This repository contains the source code for our course project in CMU 15-618: Parallel Computer Architecture and Programming.
The project is still a proof-of-concept. The currently supported functions are parsing/validating and pretty-printing. We plan to add an iterator interface soon.
MercuryJson is a fast JSON parser optimized for parsing very large documents. The idea is based mainly on the two-stage parsing framework of simdjson. Our main contribution is that we parallelized the second stage using multi-threading.
Benchmarks show that we achieve considerable speedup on large (> 500MB) documents and comparable performance on most small (< 3MB) documents.
For a detailed description of the algorithms and benchmarks, please refer to our report.
To build MercuryJson, you will need:
- CMake version 3.0 and after.
- C++ compiler supporting the C++17 standard.
- Linux or macOS. Windows is not yet supported.
- An Intel CPU supporting the AVX2 instruction set.
Building commands are:
git clone https://github.com/Somefive/MercuryJson
cd MercuryJson
mkdir build && cd build
cmake ..
make
This will generate a binary named main
under the build
directory. This program is used for benchmarking: it reports timing for parsing of the given document. Here is an example output:
$ ./main ../data/large/citylots.json
File size: 189778220
Structural characters: 33395428
Iteration 0: stage 1 runtime: 0.197731 s, stage 2 runtime: 0.179965 s
Iteration 1: stage 1 runtime: 0.208775 s, stage 2 runtime: 0.173601 s
Iteration 2: stage 1 runtime: 0.196363 s, stage 2 runtime: 0.171210 s
Iteration 3: stage 1 runtime: 0.199372 s, stage 2 runtime: 0.171221 s
Iteration 4: stage 1 runtime: 0.207167 s, stage 2 runtime: 0.173756 s
Iteration 5: stage 1 runtime: 0.194635 s, stage 2 runtime: 0.173653 s
Iteration 6: stage 1 runtime: 0.208866 s, stage 2 runtime: 0.175466 s
Iteration 7: stage 1 runtime: 0.196667 s, stage 2 runtime: 0.169261 s
Iteration 8: stage 1 runtime: 0.193073 s, stage 2 runtime: 0.171227 s
Iteration 9: stage 1 runtime: 0.192630 s, stage 2 runtime: 0.168801 s
Average runtime: 0.372344 s, speed: 486.07 MB/s
Average stage 1 runtime: 0.199528 s (53.59 %), stage 2 runtime: 0.172816 s (46.41 %)

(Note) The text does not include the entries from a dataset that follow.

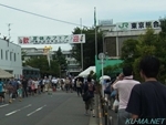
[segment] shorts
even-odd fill
[[[85,110],[94,110],[94,97],[90,98],[89,101],[85,101]]]
[[[4,98],[4,92],[0,92],[0,97]]]

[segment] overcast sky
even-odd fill
[[[0,0],[0,4],[30,11],[62,21],[92,27],[94,7],[96,20],[113,19],[113,22],[158,20],[166,15],[166,0]],[[73,24],[52,21],[0,6],[0,33],[8,35],[11,23],[11,41],[18,43],[22,35],[72,34]],[[43,48],[43,45],[38,45]],[[35,48],[38,48],[35,45]],[[60,45],[53,45],[56,50]],[[61,45],[69,50],[69,45]]]

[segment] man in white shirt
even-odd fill
[[[117,90],[120,106],[117,115],[117,125],[126,125],[126,118],[131,117],[131,114],[125,111],[132,88],[134,85],[139,84],[138,81],[133,80],[132,66],[123,67],[123,74],[120,74],[118,80],[113,84],[113,88]]]

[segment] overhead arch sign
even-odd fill
[[[19,44],[72,44],[85,43],[85,34],[19,37]]]

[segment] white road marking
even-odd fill
[[[10,112],[10,113],[6,114],[6,116],[12,115],[12,114],[14,114],[14,113],[17,113],[17,112],[19,112],[19,111],[21,111],[21,110],[23,110],[23,108],[30,107],[30,106],[32,106],[32,105],[29,104],[29,105],[27,105],[27,106],[24,106],[24,107],[22,107],[22,108],[19,108],[19,110],[15,110],[15,111],[13,111],[13,112]]]
[[[42,106],[42,107],[39,107],[37,108],[35,111],[29,113],[27,116],[31,116],[32,114],[37,113],[38,111],[42,110],[43,107],[45,107],[46,105]]]
[[[4,105],[0,105],[0,107],[4,107],[4,106],[8,106],[9,104],[4,104]]]

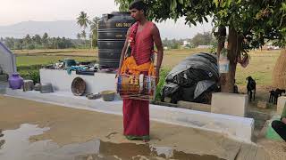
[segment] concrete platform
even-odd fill
[[[85,97],[76,97],[70,92],[64,92],[40,93],[30,91],[24,92],[22,90],[12,90],[10,88],[5,89],[5,95],[107,114],[122,115],[122,100],[107,102],[101,99],[88,100]],[[244,142],[251,142],[254,130],[254,119],[252,118],[157,105],[150,105],[150,118],[166,124],[220,132],[231,139]]]
[[[96,72],[94,76],[71,75],[62,69],[39,69],[41,84],[52,84],[55,92],[72,92],[72,83],[74,78],[81,77],[86,83],[86,92],[97,93],[105,90],[115,90],[115,74]]]

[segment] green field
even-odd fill
[[[163,60],[164,68],[171,69],[186,57],[200,52],[207,52],[203,49],[190,50],[168,50],[164,52]],[[25,50],[13,51],[17,55],[17,67],[20,73],[27,76],[29,67],[33,66],[32,70],[38,69],[42,65],[53,64],[65,58],[72,58],[77,61],[97,60],[97,50]],[[280,51],[257,50],[249,52],[249,65],[243,68],[239,64],[236,72],[236,82],[240,87],[245,87],[245,78],[248,76],[254,77],[257,86],[269,88],[272,84],[272,74]],[[36,67],[35,67],[36,66]]]

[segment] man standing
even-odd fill
[[[119,72],[122,67],[128,43],[130,39],[133,40],[131,44],[131,56],[135,59],[138,66],[146,66],[146,64],[151,63],[155,44],[157,49],[156,65],[157,84],[163,60],[163,46],[159,30],[153,22],[147,20],[147,5],[143,1],[134,1],[129,9],[136,23],[127,32],[127,38],[120,60]],[[147,75],[147,70],[141,70],[140,72],[141,74]],[[124,135],[129,140],[149,140],[149,101],[130,99],[123,100],[123,128]]]

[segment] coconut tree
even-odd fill
[[[88,20],[88,13],[84,12],[80,12],[79,17],[77,18],[77,23],[78,25],[80,26],[80,28],[83,28],[83,30],[81,31],[81,37],[83,37],[84,42],[85,42],[85,46],[87,47],[87,33],[86,33],[86,28],[88,28],[88,26],[89,25],[90,21]]]
[[[85,44],[85,46],[87,47],[87,33],[85,30],[81,31],[80,36],[84,39],[84,44]]]
[[[93,44],[97,44],[97,29],[98,29],[98,17],[95,17],[90,21],[90,47],[92,48]]]

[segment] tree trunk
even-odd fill
[[[226,28],[225,27],[219,27],[218,28],[218,44],[217,44],[217,50],[216,54],[219,60],[221,52],[223,48],[224,48],[224,42],[225,42],[225,36],[226,36]]]
[[[286,50],[282,50],[273,72],[273,87],[286,89]]]
[[[233,92],[235,72],[238,55],[241,51],[242,37],[240,37],[233,28],[229,28],[229,37],[227,46],[227,58],[230,60],[229,72],[221,78],[221,92]]]
[[[217,55],[217,65],[219,65],[219,60],[221,56],[221,52],[224,48],[224,43],[225,43],[225,36],[226,36],[226,28],[225,27],[219,27],[218,32],[217,32],[217,50],[216,50],[216,55]],[[218,83],[218,85],[221,86],[222,84],[225,84],[225,74],[220,74],[220,80]]]

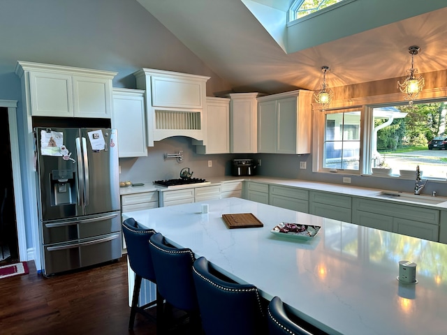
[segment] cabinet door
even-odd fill
[[[73,76],[74,116],[110,119],[112,80],[108,78]]]
[[[275,154],[277,142],[276,100],[258,105],[258,152]]]
[[[29,72],[32,116],[73,117],[71,76]]]
[[[261,204],[268,204],[268,193],[263,193],[256,192],[256,191],[249,190],[247,192],[247,199]]]
[[[277,154],[297,152],[297,98],[288,98],[277,102]]]
[[[112,128],[118,131],[119,157],[147,156],[144,91],[113,91]]]
[[[258,152],[257,102],[256,98],[231,100],[230,150],[233,154]]]
[[[419,239],[429,239],[436,242],[439,240],[439,226],[420,221],[395,218],[393,231]]]
[[[351,208],[344,208],[319,202],[311,202],[309,205],[309,213],[318,216],[339,220],[340,221],[351,222]]]

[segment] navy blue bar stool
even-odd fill
[[[204,257],[194,262],[193,276],[207,335],[267,334],[263,302],[256,286],[235,283]]]
[[[274,297],[268,306],[267,321],[270,335],[312,335],[289,318],[282,300]]]
[[[135,285],[131,306],[131,316],[129,321],[129,330],[133,329],[135,317],[139,313],[149,320],[156,322],[156,319],[149,314],[146,309],[156,304],[157,315],[163,311],[163,299],[156,291],[156,299],[138,306],[138,297],[142,278],[156,283],[155,271],[152,265],[152,258],[149,248],[150,237],[155,234],[152,229],[144,229],[133,218],[129,218],[122,223],[123,234],[127,248],[127,258],[131,269],[135,272]]]
[[[165,299],[166,304],[186,312],[189,317],[190,334],[200,334],[201,325],[198,303],[192,276],[194,254],[190,248],[176,248],[170,245],[159,232],[151,236],[149,248],[157,288]],[[166,325],[164,320],[161,325],[163,332]]]

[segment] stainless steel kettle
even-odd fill
[[[184,168],[180,170],[180,178],[182,179],[189,179],[194,172],[189,172],[189,168]]]

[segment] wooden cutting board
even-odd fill
[[[264,225],[251,213],[237,214],[222,214],[226,226],[230,228],[252,228],[263,227]]]

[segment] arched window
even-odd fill
[[[335,5],[345,0],[295,0],[290,8],[290,21]]]

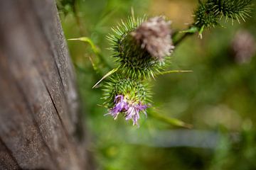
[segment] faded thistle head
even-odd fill
[[[139,125],[141,113],[146,115],[151,94],[146,84],[114,76],[106,83],[104,91],[105,105],[109,109],[106,115],[112,115],[114,120],[122,115],[125,120],[132,120],[134,125]]]
[[[154,76],[162,69],[165,57],[174,48],[171,37],[170,21],[157,16],[146,21],[129,18],[114,28],[112,41],[114,57],[122,73],[128,77],[144,79]]]

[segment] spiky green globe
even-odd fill
[[[131,78],[122,78],[113,76],[104,86],[104,105],[112,108],[114,98],[122,95],[125,99],[132,103],[147,104],[151,102],[151,91],[147,84]]]

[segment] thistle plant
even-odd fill
[[[159,73],[174,46],[171,38],[171,22],[164,17],[130,17],[112,28],[111,41],[113,57],[119,71],[128,77],[143,79]]]
[[[193,23],[188,30],[174,33],[171,29],[171,21],[164,16],[135,18],[132,14],[126,21],[121,21],[107,36],[116,68],[112,69],[93,86],[107,78],[104,83],[102,98],[103,106],[108,109],[105,115],[112,115],[114,120],[123,116],[127,120],[132,120],[133,125],[139,125],[140,114],[146,115],[146,109],[152,106],[149,80],[163,74],[190,72],[166,70],[174,46],[188,35],[198,33],[202,38],[205,28],[219,26],[223,18],[226,21],[230,18],[232,23],[235,20],[239,23],[240,20],[245,21],[250,16],[251,6],[251,0],[199,0]],[[89,42],[95,54],[103,58],[88,38],[72,40]],[[166,120],[159,115],[155,117]],[[166,122],[185,126],[180,121]]]
[[[114,120],[122,114],[127,120],[132,120],[138,125],[139,113],[146,115],[146,108],[150,106],[151,93],[149,86],[142,81],[114,75],[105,86],[105,105]]]
[[[252,8],[252,0],[207,0],[203,2],[198,1],[199,5],[194,11],[194,23],[192,25],[195,30],[199,32],[202,37],[202,33],[205,28],[214,28],[220,25],[219,21],[225,18],[225,21],[231,19],[245,21],[245,18],[250,17]]]

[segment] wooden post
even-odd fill
[[[0,169],[89,169],[79,116],[55,1],[1,1]]]

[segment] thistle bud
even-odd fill
[[[164,69],[164,57],[170,56],[172,45],[171,21],[154,17],[144,21],[129,18],[127,23],[113,29],[108,38],[112,42],[114,57],[122,74],[130,78],[154,76]]]
[[[170,56],[174,49],[171,38],[171,21],[164,17],[156,16],[142,23],[131,34],[142,49],[160,62]]]
[[[122,115],[125,120],[132,120],[133,125],[139,125],[141,113],[146,115],[146,109],[149,106],[149,90],[146,85],[130,79],[117,76],[105,86],[105,105],[114,120]]]

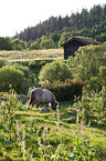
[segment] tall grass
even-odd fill
[[[49,50],[23,50],[23,51],[0,51],[0,59],[9,61],[38,60],[38,59],[63,59],[63,49]]]
[[[105,159],[106,131],[88,128],[82,121],[77,124],[64,120],[77,118],[77,108],[73,108],[71,102],[61,102],[56,111],[49,108],[47,112],[41,113],[42,105],[39,109],[30,108],[28,102],[23,105],[12,93],[9,100],[2,102],[0,107],[1,119],[9,129],[9,133],[3,130],[3,135],[0,135],[0,138],[7,135],[8,139],[8,142],[0,140],[1,159],[4,161],[98,161]],[[12,114],[4,114],[8,109]],[[10,122],[12,122],[11,128]]]

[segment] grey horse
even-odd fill
[[[43,90],[41,88],[35,88],[30,93],[30,101],[29,104],[33,107],[34,102],[36,101],[36,108],[39,108],[40,103],[45,103],[44,108],[47,109],[49,103],[51,102],[52,109],[56,110],[59,102],[56,101],[54,94],[50,90]]]

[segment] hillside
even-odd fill
[[[66,32],[67,38],[83,36],[96,38],[102,42],[106,41],[106,4],[94,6],[89,11],[83,9],[81,13],[72,13],[71,17],[51,17],[35,27],[24,29],[14,38],[35,41],[42,36],[46,36],[57,43],[63,32]]]

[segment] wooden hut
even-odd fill
[[[85,38],[85,37],[73,37],[68,40],[66,40],[64,43],[62,43],[62,47],[64,47],[64,59],[68,59],[70,56],[74,56],[75,51],[80,47],[88,46],[88,44],[99,44],[98,41],[92,39],[92,38]]]

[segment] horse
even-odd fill
[[[46,109],[47,109],[49,103],[52,104],[53,110],[56,110],[56,107],[59,105],[59,102],[56,101],[55,95],[50,90],[41,89],[41,88],[35,88],[30,93],[29,104],[33,107],[35,101],[36,101],[36,109],[39,108],[41,102],[46,104],[45,107],[43,107]]]

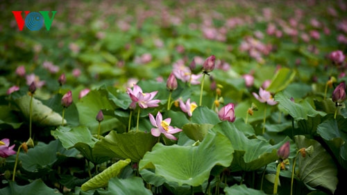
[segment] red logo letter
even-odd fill
[[[24,19],[22,17],[22,11],[12,11],[13,15],[15,15],[15,19],[17,21],[17,24],[18,25],[18,28],[19,28],[19,31],[22,31],[23,30],[23,27],[24,26]],[[24,11],[25,12],[25,16],[30,12],[30,11]]]

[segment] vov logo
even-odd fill
[[[24,19],[22,15],[22,11],[12,11],[17,21],[17,24],[18,24],[18,28],[21,31],[23,30],[24,24],[30,31],[39,31],[42,28],[44,24],[44,26],[46,26],[46,29],[49,31],[52,25],[53,19],[54,19],[54,15],[56,15],[57,11],[51,12],[52,17],[49,18],[49,11],[39,11],[38,12],[24,11]]]

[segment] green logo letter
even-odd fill
[[[53,14],[51,19],[50,19],[49,16],[48,15],[49,12],[49,11],[40,11],[40,13],[41,13],[41,15],[44,17],[44,25],[46,26],[46,29],[47,29],[47,31],[49,31],[49,29],[51,28],[51,25],[52,25],[53,19],[54,18],[54,15],[56,15],[57,11],[52,11]]]

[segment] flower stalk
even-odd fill
[[[129,122],[128,123],[128,132],[130,131],[131,126],[131,117],[133,116],[133,110],[130,110],[130,113],[129,114]]]
[[[201,104],[203,103],[203,83],[205,80],[205,76],[206,74],[203,74],[203,80],[201,80],[201,89],[200,90],[200,101],[198,103],[198,105],[201,106]]]
[[[280,179],[279,178],[280,178],[280,171],[281,170],[281,163],[282,163],[282,162],[278,163],[278,164],[277,165],[276,176],[275,177],[275,183],[273,183],[273,194],[277,194],[277,189],[278,187],[278,180]]]

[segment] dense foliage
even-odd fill
[[[346,191],[344,1],[0,8],[0,194]]]

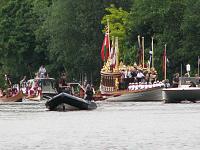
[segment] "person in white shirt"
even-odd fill
[[[45,69],[44,65],[42,65],[39,68],[38,75],[39,75],[39,78],[45,78],[46,77],[46,69]]]
[[[138,83],[142,81],[142,79],[144,78],[144,74],[142,73],[141,70],[138,70],[138,73],[137,73],[137,81]]]

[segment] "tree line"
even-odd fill
[[[0,81],[34,77],[41,64],[51,77],[67,72],[79,81],[86,74],[98,85],[100,50],[109,19],[110,35],[119,37],[120,60],[134,64],[137,36],[145,38],[145,60],[154,37],[155,67],[167,44],[168,78],[200,55],[200,1],[196,0],[1,0]],[[2,84],[3,82],[0,82]]]

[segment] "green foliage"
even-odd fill
[[[100,69],[101,1],[62,1],[52,6],[48,18],[52,69],[68,72],[79,80],[81,73],[97,76]]]

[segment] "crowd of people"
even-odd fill
[[[141,66],[122,67],[120,69],[121,81],[119,89],[137,90],[153,86],[162,86],[157,80],[158,75],[155,68],[143,69]],[[146,86],[145,86],[146,85]]]

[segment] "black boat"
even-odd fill
[[[45,105],[52,111],[92,110],[97,108],[95,102],[87,101],[64,92],[49,99]]]

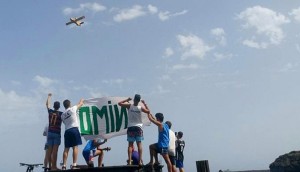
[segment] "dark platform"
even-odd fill
[[[121,166],[106,166],[106,167],[93,167],[88,168],[86,165],[78,166],[80,169],[67,169],[67,170],[59,170],[59,172],[162,172],[163,165],[159,166],[138,166],[138,165],[121,165]],[[58,172],[58,171],[49,171],[49,172]]]

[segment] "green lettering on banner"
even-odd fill
[[[108,101],[108,108],[109,108],[109,114],[110,114],[110,124],[111,124],[111,132],[115,132],[115,118],[114,113],[112,111],[111,101]]]
[[[85,115],[83,115],[85,113]],[[87,128],[84,128],[84,116],[87,123]],[[90,108],[82,107],[79,109],[80,132],[82,135],[93,135],[92,122],[90,117]]]
[[[123,116],[125,119],[125,125],[124,129],[128,126],[128,116],[127,116],[127,109],[125,107],[121,107],[121,113],[119,114],[119,108],[118,105],[114,105],[115,114],[116,114],[116,131],[120,131],[122,122],[123,122]]]
[[[108,101],[108,106],[102,106],[101,109],[97,106],[85,106],[79,109],[80,132],[82,135],[99,134],[98,117],[105,120],[106,124],[106,133],[102,134],[118,132],[128,127],[127,108],[120,107],[117,104],[112,105],[111,101]],[[123,123],[124,128],[121,128]]]
[[[97,115],[102,119],[103,116],[105,116],[105,122],[106,122],[106,133],[109,133],[109,121],[108,121],[108,112],[107,107],[102,106],[101,110],[99,110],[96,106],[92,106],[92,112],[93,112],[93,120],[94,120],[94,128],[95,128],[95,134],[98,135],[98,121],[97,121]]]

Best runtime: 0.361431 s, speed: 500.75 MB/s
All configurable flags are stored in src/flags.h
. Note that the number of threads to use is hardcoded at compile time.
The following features are not yet supported by our parser:
- Null characters (
'\0'
) within strings; currently we use null-terminated C-style strings. - Conversion & validation of escaped Unicode characters.
- Comments (
/**/
).
The following incorrect JSON fragments are accepted by our parser:
- Unescaped control characters within strings.
- Invalid escape sequences.
- Escaped characters outside strings.
For detailed discussion on JSON standards, please see JSON Test Suite.